Wie bereits ausgeführt, genügt es jedoch nicht, dem Beschwerdeführer entgegen zu halten, dass er in dem betroffenen Gebiet keine Folter oder unmenschliche oder erniedrigende Behandlung zu erwarten hat, um von einer zumutbaren innerstaatlichen Fluchtalternative ausgehen zu können. Vielmehr muss es ihm möglich sein, im Gebiet der innerstaatlichen Fluchtalternative nach allfälligen anfänglichen Schwierigkeiten Fuß zu fassen und dort ein Leben ohne unbillige Härte zu führen, wie es auch andere Landsleute führen können. Dabei handelt es sich letztlich um eine Entscheidung im Einzelfall.

Fallgegenständlich muss neben der nach wie vor kritischen Sicherheitslage in Süd-/Zentralsomalia auch die aktuell angespannte Grundversorgungslage berücksichtigt werden.

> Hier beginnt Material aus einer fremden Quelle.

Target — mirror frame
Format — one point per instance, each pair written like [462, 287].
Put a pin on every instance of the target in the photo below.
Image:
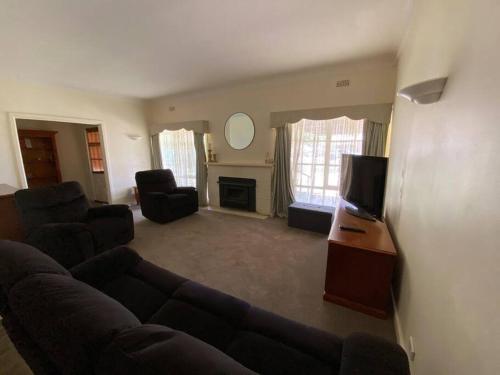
[253, 137]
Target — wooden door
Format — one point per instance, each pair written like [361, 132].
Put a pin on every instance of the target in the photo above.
[40, 159]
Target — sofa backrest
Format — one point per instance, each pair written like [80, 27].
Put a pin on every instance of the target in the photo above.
[153, 349]
[67, 320]
[157, 180]
[62, 203]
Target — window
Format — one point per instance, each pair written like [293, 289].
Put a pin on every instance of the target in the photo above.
[179, 154]
[95, 152]
[317, 148]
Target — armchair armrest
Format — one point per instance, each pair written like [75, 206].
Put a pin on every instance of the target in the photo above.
[155, 349]
[185, 190]
[368, 355]
[67, 243]
[106, 266]
[156, 195]
[107, 211]
[190, 191]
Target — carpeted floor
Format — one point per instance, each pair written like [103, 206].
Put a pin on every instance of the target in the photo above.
[262, 261]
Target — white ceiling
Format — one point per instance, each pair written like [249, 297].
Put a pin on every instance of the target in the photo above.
[147, 48]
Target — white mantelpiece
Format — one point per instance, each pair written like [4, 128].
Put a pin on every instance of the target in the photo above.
[261, 172]
[241, 164]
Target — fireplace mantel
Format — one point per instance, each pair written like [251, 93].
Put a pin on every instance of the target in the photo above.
[259, 171]
[240, 164]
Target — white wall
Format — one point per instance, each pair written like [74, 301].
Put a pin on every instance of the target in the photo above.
[371, 82]
[120, 116]
[71, 149]
[443, 187]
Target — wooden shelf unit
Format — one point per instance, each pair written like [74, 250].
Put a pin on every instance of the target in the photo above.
[360, 265]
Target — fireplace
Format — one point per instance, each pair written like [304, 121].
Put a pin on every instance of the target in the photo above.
[237, 193]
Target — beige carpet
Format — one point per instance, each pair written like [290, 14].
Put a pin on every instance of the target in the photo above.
[264, 262]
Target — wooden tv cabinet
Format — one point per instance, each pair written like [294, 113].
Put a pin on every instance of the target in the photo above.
[360, 265]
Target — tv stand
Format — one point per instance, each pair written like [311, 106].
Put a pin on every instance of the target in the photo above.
[360, 265]
[359, 212]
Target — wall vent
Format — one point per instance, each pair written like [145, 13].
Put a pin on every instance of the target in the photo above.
[343, 83]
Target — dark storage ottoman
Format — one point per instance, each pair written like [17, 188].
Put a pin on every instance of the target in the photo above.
[310, 217]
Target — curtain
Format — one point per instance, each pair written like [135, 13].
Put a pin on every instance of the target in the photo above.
[179, 154]
[201, 169]
[316, 155]
[282, 195]
[156, 158]
[374, 138]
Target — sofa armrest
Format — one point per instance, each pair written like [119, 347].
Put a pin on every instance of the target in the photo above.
[106, 266]
[368, 355]
[108, 210]
[154, 349]
[67, 243]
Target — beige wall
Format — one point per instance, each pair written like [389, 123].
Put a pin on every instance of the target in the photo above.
[371, 82]
[120, 116]
[71, 149]
[443, 187]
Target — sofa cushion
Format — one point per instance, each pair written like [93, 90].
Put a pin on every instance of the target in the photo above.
[139, 297]
[152, 350]
[101, 269]
[18, 260]
[69, 320]
[196, 322]
[267, 356]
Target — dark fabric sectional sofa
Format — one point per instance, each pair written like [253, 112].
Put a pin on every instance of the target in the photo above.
[119, 314]
[59, 221]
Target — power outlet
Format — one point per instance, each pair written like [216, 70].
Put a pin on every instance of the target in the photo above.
[343, 83]
[411, 348]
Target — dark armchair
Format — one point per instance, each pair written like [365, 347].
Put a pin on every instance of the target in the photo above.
[59, 221]
[161, 200]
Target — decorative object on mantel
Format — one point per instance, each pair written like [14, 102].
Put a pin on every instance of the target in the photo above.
[424, 92]
[212, 158]
[239, 131]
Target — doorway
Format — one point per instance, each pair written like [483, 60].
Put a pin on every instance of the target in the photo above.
[52, 150]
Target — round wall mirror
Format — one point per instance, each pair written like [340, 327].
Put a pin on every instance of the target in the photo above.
[239, 130]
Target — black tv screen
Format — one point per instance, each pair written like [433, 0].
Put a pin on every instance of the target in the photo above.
[363, 182]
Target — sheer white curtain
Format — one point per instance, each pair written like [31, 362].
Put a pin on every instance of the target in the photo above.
[179, 154]
[317, 148]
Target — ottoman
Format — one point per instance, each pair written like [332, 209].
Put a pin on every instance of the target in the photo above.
[310, 217]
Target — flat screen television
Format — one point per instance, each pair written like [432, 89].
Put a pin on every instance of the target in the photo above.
[363, 183]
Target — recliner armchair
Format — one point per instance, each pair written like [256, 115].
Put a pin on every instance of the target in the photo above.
[161, 200]
[59, 221]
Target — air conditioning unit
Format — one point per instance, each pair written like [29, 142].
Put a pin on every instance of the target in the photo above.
[424, 92]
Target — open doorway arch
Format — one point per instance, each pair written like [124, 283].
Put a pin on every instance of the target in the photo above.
[13, 119]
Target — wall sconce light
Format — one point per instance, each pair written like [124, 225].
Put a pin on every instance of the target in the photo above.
[424, 92]
[134, 137]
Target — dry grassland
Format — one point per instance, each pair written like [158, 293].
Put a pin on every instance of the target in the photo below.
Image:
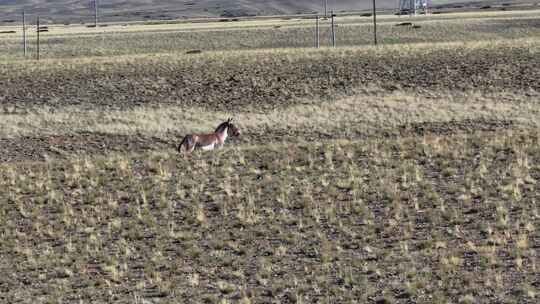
[407, 173]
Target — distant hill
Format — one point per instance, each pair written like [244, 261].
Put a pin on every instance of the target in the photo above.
[116, 10]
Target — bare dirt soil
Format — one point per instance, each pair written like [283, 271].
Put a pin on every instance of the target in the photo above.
[269, 80]
[448, 219]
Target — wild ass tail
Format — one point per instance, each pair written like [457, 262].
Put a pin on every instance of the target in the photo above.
[186, 138]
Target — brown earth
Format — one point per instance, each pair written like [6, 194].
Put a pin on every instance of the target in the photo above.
[69, 146]
[264, 81]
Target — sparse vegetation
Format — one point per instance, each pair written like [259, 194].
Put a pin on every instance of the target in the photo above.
[407, 173]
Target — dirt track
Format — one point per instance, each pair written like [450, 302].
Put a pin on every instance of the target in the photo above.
[268, 80]
[39, 148]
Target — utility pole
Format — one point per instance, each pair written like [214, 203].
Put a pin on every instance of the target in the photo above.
[333, 30]
[95, 13]
[317, 33]
[37, 29]
[24, 34]
[374, 23]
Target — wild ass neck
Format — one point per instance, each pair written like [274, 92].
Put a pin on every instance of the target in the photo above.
[222, 134]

Wie beweiswürdigend ausgeführt ergibt sich aus den Länderberichten, dass sich insbesondere die ohnehin schon angespannte Ernährungssituation drastisch verschlechtert hat und es insbesondere für den Großteil der IDPs in Mogadischu und Kismayo schwierig ist, ihre Grundbedürfnisse abzudecken. Hinzu kommt, dass der Beschwerdeführer mit städtischen Umgebungen und den Gegebenheiten in Mogadischu und Kismayo nicht vertraut ist und auch auf kein unterstützendes Netzwerk zurückgreifen könnte.

Angesichts dieser allgemeinen schlechten Versorgungslage und der den Beschwerdeführer individuell betreffenden Umstände unter Berücksichtigung der nicht vorhandenen Unterstützung durch Familienangehörige ist ernstlich zu befürchten, dass der Beschwerdeführer bei einer Rückkehr nach Somalia (auch in andere Gebiete als seinen Herkunftsort) in eine ausweglose bzw. existenzbedrohende Situation geraten würde.

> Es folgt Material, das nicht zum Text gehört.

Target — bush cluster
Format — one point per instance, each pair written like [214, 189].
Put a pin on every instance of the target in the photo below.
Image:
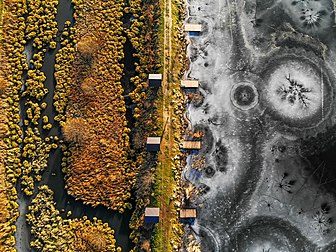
[52, 233]
[100, 171]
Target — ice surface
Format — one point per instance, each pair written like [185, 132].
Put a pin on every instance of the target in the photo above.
[262, 196]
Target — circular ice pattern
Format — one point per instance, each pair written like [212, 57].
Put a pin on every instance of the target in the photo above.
[295, 90]
[244, 96]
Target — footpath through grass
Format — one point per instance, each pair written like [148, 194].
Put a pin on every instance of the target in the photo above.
[168, 233]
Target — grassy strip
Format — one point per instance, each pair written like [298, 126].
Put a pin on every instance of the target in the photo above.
[144, 38]
[168, 234]
[13, 62]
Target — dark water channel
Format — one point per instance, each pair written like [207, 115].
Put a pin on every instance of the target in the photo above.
[53, 175]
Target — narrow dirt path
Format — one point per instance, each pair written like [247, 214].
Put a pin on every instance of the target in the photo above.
[167, 137]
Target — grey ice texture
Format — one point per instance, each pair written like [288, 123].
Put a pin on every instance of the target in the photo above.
[262, 196]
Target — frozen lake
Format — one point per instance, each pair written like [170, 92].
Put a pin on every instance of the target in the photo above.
[266, 74]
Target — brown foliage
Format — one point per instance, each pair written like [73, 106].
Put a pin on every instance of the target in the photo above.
[87, 46]
[88, 85]
[74, 130]
[100, 171]
[3, 85]
[92, 236]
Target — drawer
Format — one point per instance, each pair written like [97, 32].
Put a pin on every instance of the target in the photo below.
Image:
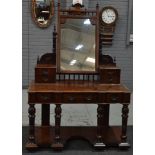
[41, 98]
[110, 76]
[79, 98]
[45, 97]
[114, 98]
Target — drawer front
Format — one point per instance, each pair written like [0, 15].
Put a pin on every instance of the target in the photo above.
[45, 97]
[41, 98]
[45, 75]
[114, 98]
[110, 76]
[79, 98]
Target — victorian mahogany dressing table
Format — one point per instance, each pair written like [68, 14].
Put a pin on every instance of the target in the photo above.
[54, 84]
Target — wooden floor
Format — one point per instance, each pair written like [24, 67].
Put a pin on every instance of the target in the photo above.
[80, 147]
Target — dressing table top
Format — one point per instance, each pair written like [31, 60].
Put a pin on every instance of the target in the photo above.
[77, 86]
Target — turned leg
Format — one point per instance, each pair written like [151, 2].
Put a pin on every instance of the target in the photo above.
[100, 124]
[125, 111]
[31, 142]
[45, 115]
[57, 140]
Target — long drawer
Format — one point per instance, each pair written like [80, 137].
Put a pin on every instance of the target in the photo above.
[79, 98]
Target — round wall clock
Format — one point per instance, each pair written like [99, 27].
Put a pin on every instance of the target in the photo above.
[108, 15]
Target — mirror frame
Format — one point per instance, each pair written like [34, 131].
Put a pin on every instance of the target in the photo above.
[34, 15]
[76, 12]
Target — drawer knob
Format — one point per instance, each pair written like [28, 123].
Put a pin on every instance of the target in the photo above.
[45, 97]
[110, 79]
[88, 99]
[45, 73]
[114, 99]
[71, 99]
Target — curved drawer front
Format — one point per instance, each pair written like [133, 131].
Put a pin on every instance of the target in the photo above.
[79, 98]
[41, 98]
[117, 98]
[114, 98]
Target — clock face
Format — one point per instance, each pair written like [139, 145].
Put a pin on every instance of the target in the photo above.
[108, 16]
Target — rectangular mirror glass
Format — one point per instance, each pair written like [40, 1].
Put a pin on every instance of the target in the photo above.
[77, 45]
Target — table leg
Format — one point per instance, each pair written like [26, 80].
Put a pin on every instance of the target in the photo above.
[57, 140]
[125, 111]
[31, 144]
[100, 124]
[45, 114]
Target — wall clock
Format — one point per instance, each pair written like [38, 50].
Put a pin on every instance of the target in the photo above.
[108, 18]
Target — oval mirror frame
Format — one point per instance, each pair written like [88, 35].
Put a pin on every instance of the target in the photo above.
[48, 13]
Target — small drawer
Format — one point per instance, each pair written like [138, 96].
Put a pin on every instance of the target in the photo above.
[45, 97]
[79, 98]
[110, 76]
[113, 98]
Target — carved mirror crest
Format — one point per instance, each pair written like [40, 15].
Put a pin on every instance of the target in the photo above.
[42, 12]
[77, 40]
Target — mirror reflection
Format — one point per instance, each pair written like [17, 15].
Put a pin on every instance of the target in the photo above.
[77, 51]
[43, 10]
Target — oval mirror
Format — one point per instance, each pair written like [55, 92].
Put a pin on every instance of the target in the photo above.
[42, 12]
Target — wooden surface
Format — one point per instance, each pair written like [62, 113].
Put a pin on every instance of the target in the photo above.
[77, 86]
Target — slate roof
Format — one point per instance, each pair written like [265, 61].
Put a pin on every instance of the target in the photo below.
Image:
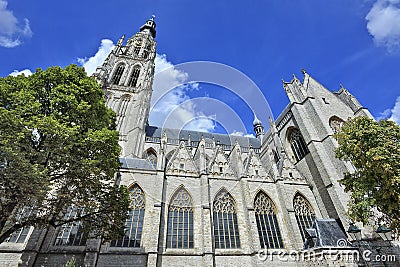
[329, 233]
[136, 163]
[223, 139]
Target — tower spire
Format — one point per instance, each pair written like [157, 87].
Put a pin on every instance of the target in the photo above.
[149, 26]
[258, 128]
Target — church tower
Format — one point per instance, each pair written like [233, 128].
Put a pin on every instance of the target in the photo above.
[126, 77]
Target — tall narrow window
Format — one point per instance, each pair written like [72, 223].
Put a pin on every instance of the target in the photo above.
[71, 234]
[275, 155]
[298, 144]
[152, 158]
[134, 223]
[121, 110]
[226, 232]
[305, 215]
[138, 46]
[180, 221]
[118, 74]
[267, 223]
[20, 235]
[335, 123]
[134, 76]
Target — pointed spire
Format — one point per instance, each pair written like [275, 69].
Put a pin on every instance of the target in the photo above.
[121, 40]
[258, 128]
[149, 26]
[256, 121]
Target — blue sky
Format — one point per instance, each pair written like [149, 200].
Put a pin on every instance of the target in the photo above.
[354, 43]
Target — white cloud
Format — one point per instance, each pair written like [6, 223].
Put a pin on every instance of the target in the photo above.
[396, 111]
[10, 29]
[171, 105]
[238, 133]
[26, 72]
[170, 102]
[90, 64]
[384, 24]
[391, 113]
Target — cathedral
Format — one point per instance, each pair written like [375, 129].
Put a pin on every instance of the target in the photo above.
[207, 199]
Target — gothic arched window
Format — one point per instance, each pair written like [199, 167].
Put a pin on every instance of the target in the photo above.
[180, 221]
[305, 215]
[298, 144]
[152, 158]
[138, 46]
[267, 223]
[118, 74]
[134, 76]
[275, 155]
[20, 235]
[335, 123]
[134, 222]
[71, 234]
[226, 232]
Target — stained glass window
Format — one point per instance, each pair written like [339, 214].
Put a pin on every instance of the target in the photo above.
[335, 123]
[152, 158]
[180, 221]
[118, 74]
[298, 144]
[226, 232]
[71, 234]
[20, 235]
[134, 77]
[134, 222]
[267, 223]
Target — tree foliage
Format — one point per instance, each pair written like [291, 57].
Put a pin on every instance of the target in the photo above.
[374, 150]
[58, 149]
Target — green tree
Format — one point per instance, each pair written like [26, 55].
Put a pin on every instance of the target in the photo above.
[58, 149]
[374, 150]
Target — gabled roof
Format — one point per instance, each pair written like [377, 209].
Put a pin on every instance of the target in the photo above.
[223, 139]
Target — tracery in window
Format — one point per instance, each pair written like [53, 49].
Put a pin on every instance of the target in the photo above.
[267, 223]
[118, 74]
[121, 110]
[180, 221]
[20, 235]
[305, 215]
[275, 155]
[152, 158]
[335, 123]
[298, 144]
[134, 77]
[138, 46]
[134, 222]
[226, 232]
[71, 234]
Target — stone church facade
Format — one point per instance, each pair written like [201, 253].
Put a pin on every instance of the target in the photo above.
[204, 199]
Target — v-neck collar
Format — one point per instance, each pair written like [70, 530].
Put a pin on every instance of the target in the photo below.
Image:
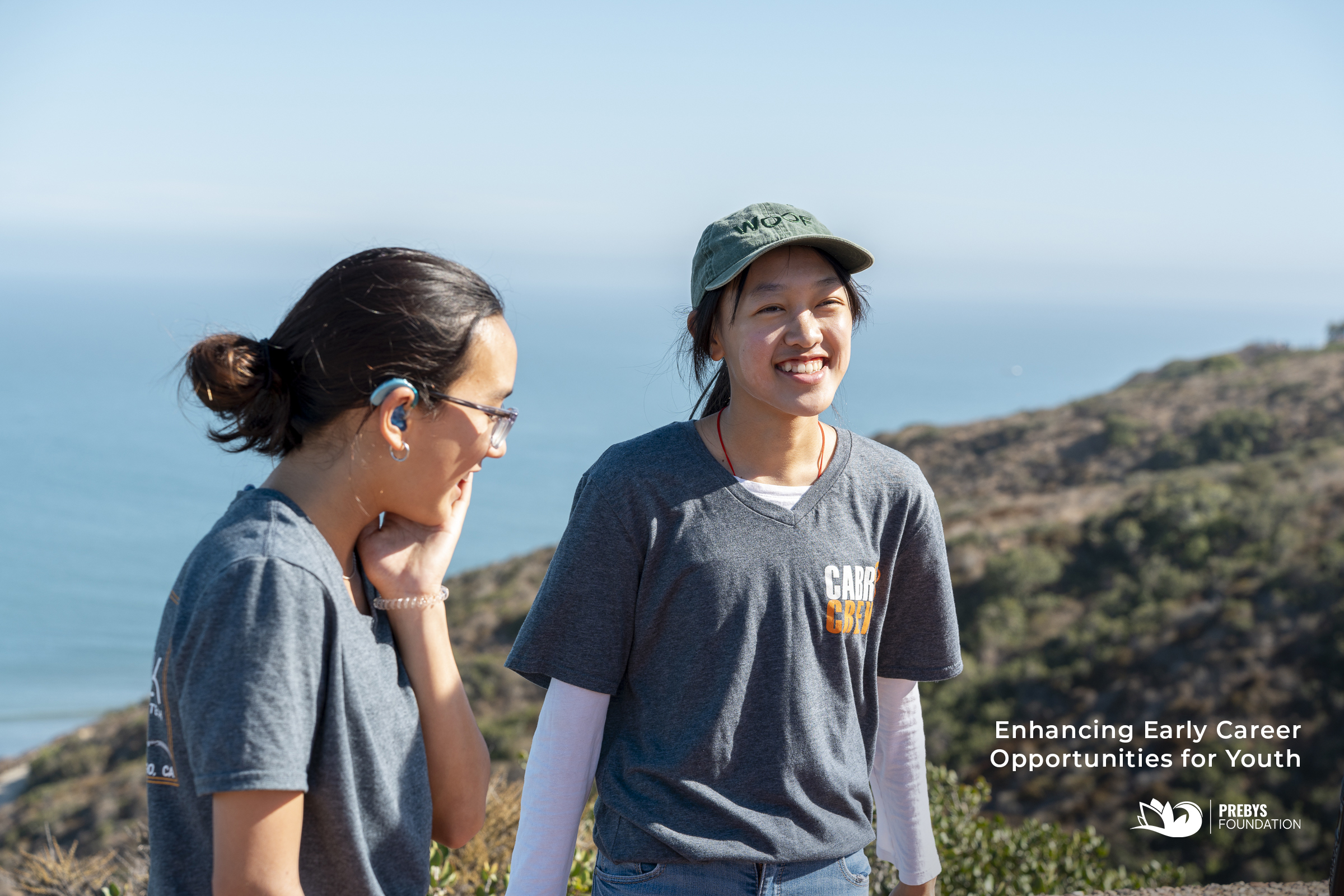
[810, 500]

Dem Beschwerdeführer würde daher vor dem Hintergrund der dargelegten Erkenntnisquellen unter Berücksichtigung der ihn betreffenden individuellen, exzeptionellen Umstände bei einer Rückkehr nach Somalia die reale Gefahr einer unmenschlichen oder erniedrigenden Behandlung drohen. Es ist damit dargetan, dass seine Abschiebung eine Verletzung seiner Rechte nach Artikel 3, EMRK darstellen würde.

Im Ergebnis vermag das Bundesverwaltungsgericht daher unter Berücksichtigung der obigen Ausführungen im gegenständlichen Entscheidungszeitpunkt in einer Gesamtschau keine Möglichkeit zu erkennen, den Beschwerdeführer auf die Inanspruchnahme einer innerstaatlichen Fluchtalternative im Fall seiner Rückkehr nach Somalia zu verweisen.

In Ermangelung von Ausschlussgründen ist dem Beschwerdeführer daher gemäß Paragraph 8, Absatz eins, Ziffer eins, AsylG 2005 der Status des subsidiär Schutzberechtigten in Bezug auf den Herkunftsstaat Somalia zuzuerkennen.

Gemäß Paragraph 8, Absatz 4, AsylG 2005 ist einem Fremden, dem der Status des subsidiär Schutzberechtigten zuerkannt wird, vom Bundesverwaltungsgericht gleichzeitig eine befristete Aufenthaltsberechtigung als subsidiär Schutzberechtigter zu erteilen. Die Aufenthaltsberechtigung gilt ein Jahr und wird im Fall des weiteren Vorliegens der Voraussetzungen über Antrag des Fremden vom Bundesamt für Fremdenwesen und Asyl für jeweils zwei weitere Jahre verlängert. Nach einem Antrag des Fremden besteht die Aufenthaltsberechtigung bis zur rechtskräftigen Entscheidung über die Verlängerung des Aufenthaltsrechts, wenn der Antrag auf Verlängerung vor Ablauf der Aufenthaltsberechtigung gestellt worden ist.

Das Bundesverwaltungsgericht erkennt dem Beschwerdeführer mit vorliegendem Erkenntnis den Status des subsidiär Schutzberechtigten zu, sodass eine befristete Aufenthaltsberechtigung in der Dauer von einem Jahr zu erteilen ist.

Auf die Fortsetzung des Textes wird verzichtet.